Since I had to move in 2005, I have had two MAJOR bouts of depression that I can think of.. The first was sometime between October 2005 and September 2006. I couldn't cope with the fact that I had made a HUGE blunder (should read: I had no flaming clue what I was doing) when I moved to the North Side.. I had no idea what I had to do, no idea what I needed, but of course I too much of an obstinate git to do things like ask for help, sit down and come up with a plan, think.. I think that I wanted to prove to my sibling and my mum that I had the wherewithal to actually make it on my own, after having to take care of her.. I couldn't take care of myself.. I guess that's still my problem.. I'm too easily hung up on what the next day's challenges are.. (Get up, get bus.. get to work, yell at kids, rip on the Crapitals, go to rehearsal, play like crap.. go to bed, repeat ad nauseam) One person even told me I should give up playing the horn and just become another beat down old hack..

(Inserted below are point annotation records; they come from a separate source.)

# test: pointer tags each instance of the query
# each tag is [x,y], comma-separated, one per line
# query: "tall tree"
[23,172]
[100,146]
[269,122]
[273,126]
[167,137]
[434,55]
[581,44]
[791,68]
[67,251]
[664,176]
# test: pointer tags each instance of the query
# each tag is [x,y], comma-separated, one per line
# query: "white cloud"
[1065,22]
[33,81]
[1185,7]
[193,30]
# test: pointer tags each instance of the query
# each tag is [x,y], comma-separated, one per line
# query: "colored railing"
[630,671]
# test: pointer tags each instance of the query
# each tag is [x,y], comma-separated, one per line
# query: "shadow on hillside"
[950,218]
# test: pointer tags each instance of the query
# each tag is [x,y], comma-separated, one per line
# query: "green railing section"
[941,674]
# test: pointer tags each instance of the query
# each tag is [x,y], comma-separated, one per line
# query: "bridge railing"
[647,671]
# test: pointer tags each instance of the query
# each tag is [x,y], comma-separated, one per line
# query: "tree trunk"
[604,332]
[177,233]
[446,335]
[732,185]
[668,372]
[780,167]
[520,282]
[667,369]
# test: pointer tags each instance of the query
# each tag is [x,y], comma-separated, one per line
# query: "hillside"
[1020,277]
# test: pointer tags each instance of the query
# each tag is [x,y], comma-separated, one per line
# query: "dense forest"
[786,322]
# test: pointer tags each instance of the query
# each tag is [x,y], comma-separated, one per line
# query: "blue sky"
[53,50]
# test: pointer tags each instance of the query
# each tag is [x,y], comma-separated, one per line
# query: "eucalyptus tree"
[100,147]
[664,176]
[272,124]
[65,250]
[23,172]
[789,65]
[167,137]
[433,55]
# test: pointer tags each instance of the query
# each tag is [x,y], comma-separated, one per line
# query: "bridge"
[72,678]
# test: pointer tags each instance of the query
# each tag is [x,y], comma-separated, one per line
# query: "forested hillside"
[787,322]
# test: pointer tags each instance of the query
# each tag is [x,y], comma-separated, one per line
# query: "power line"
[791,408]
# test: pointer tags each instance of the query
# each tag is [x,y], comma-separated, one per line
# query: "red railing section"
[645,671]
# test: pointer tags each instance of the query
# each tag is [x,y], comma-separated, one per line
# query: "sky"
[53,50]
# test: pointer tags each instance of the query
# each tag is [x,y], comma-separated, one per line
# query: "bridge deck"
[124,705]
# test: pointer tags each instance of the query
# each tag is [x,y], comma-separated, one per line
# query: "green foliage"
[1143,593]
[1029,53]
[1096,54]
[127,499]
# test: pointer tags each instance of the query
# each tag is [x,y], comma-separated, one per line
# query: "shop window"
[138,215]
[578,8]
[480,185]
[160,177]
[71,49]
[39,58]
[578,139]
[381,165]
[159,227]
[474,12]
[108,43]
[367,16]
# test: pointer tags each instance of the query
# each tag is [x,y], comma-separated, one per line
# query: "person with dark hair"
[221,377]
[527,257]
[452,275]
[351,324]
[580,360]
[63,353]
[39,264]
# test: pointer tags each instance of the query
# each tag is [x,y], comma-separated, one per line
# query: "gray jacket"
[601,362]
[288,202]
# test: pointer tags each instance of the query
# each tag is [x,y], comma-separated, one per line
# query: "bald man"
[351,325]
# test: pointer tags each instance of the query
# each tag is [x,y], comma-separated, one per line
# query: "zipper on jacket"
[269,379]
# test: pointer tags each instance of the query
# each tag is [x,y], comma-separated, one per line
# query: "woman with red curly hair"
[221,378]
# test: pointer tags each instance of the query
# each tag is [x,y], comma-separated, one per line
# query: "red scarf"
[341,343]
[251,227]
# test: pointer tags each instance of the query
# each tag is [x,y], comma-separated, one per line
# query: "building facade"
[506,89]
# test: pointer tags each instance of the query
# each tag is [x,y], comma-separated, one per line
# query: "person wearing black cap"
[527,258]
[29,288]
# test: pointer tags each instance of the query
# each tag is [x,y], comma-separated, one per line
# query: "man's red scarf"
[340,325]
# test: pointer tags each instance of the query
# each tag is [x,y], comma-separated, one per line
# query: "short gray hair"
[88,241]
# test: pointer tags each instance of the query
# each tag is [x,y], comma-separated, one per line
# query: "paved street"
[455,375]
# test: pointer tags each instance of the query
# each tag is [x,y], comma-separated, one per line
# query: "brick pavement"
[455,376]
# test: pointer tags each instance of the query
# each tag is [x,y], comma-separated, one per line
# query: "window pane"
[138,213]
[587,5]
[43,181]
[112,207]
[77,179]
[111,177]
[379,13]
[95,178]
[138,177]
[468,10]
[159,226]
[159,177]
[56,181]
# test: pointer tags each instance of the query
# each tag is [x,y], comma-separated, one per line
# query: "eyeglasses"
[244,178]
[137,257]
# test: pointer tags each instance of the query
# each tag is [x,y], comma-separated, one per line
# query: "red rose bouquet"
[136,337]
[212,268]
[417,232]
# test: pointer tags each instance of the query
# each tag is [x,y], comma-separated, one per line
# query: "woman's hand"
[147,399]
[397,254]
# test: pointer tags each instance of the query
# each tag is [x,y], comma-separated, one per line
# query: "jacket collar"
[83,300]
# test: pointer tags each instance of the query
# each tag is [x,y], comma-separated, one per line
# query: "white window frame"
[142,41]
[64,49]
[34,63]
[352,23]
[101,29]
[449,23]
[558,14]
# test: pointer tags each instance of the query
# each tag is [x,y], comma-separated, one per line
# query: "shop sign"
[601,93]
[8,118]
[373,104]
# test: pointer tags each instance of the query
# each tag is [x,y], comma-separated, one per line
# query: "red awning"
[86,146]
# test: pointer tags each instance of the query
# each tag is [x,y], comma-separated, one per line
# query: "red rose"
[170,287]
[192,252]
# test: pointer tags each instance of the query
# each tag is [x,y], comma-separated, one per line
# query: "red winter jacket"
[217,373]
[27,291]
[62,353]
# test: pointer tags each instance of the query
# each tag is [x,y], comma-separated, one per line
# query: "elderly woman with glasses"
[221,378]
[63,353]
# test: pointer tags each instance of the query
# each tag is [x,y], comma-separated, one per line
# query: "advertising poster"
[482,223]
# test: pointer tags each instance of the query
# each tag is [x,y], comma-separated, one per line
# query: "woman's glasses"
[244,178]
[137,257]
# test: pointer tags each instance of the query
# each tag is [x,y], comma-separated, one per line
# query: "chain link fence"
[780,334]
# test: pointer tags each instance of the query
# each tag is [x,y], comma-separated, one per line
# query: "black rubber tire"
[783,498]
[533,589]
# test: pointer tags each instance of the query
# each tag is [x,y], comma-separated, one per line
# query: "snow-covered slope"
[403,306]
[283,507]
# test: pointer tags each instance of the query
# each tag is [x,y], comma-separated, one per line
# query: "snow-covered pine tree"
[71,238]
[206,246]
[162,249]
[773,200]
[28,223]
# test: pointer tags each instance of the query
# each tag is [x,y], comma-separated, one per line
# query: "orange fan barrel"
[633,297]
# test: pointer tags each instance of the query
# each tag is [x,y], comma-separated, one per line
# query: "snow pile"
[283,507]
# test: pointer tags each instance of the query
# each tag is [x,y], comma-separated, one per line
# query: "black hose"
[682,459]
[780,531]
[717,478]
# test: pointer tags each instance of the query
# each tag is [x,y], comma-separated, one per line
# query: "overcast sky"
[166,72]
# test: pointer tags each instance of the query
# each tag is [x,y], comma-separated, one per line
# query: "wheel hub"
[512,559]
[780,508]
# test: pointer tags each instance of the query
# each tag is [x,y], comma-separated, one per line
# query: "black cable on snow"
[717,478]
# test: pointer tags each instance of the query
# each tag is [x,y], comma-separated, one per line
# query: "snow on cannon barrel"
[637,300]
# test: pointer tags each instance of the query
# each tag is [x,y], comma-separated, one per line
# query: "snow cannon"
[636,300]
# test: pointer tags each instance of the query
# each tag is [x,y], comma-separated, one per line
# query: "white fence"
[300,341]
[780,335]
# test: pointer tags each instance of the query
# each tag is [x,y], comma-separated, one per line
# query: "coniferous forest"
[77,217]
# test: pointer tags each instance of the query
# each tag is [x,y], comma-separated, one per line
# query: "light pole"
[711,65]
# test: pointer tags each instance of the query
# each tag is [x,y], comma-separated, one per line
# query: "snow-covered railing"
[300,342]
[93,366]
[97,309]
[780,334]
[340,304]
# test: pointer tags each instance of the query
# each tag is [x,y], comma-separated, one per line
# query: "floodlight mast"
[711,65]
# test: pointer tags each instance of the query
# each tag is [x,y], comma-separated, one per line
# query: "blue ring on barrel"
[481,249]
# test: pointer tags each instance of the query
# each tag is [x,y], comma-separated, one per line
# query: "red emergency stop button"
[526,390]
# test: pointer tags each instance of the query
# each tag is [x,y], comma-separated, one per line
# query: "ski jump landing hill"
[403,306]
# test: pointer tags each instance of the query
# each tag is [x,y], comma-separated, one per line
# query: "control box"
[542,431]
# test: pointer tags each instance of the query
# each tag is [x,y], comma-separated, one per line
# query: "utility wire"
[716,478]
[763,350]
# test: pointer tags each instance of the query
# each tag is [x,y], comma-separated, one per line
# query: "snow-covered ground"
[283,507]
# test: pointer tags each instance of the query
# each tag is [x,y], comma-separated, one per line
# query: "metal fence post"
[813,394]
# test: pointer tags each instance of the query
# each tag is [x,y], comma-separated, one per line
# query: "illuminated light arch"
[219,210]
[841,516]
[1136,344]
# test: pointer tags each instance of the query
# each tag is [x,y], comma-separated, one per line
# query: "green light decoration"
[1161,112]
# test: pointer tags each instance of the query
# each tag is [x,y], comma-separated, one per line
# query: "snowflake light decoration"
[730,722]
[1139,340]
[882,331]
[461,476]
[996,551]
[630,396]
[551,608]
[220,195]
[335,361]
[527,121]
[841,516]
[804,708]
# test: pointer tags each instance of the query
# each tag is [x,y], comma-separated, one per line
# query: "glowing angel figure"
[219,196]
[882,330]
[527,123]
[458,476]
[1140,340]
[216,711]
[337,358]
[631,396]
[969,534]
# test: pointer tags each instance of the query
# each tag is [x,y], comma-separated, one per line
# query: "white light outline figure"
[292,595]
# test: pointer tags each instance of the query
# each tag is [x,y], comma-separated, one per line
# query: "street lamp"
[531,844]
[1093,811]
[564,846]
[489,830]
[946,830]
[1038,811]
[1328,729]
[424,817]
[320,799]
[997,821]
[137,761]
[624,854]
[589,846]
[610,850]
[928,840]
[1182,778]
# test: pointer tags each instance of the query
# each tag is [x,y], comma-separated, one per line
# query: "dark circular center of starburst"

My dream in college was not to teach, not to play trombone, but conduct.. I studied composers like Bach, Mahler, Shostakovich, Beethoven and Tchaikovsky. I worked on my technique for hours upon hours end.. I didn't want to just be a part of the music, I wanted to be the one who gave it life, gave it meaning.. When I listened to Mahler's 3rd for the first time, I can't tell you how much I was weeping during it.. There was so much tenderness and character about it.. A warmth that I couldn't describe, I felt like there was nothing else that could make me feel that warm and fuzzy.. (Stop laughing Fr. T..)

So now, I embark on another phase in my life.. I have questions that need answered, desires that I'd like met, feelings I'd like to share. I know that is all apart of the healing process, and in time those wounds that have been open for some time, will close.

BUT


If you (and that does mean any of you) have any suggestions or if you want to help.. Don't expect me to ask, as I mentioned above, I am a stupid, obnoxiously stubborn git who never asks for help.. If you think I need help, and yes I do need it an will want it, do me a favor and show up at the door and ask me if I'm doing O.K.. Or if I need help in doing something, or if you just want to go for a walk on a cold day down by the Mon for a chat.. Just don't expect me to go to State College.. (Unless the Winter Classic is being played there, then I call shotgun!)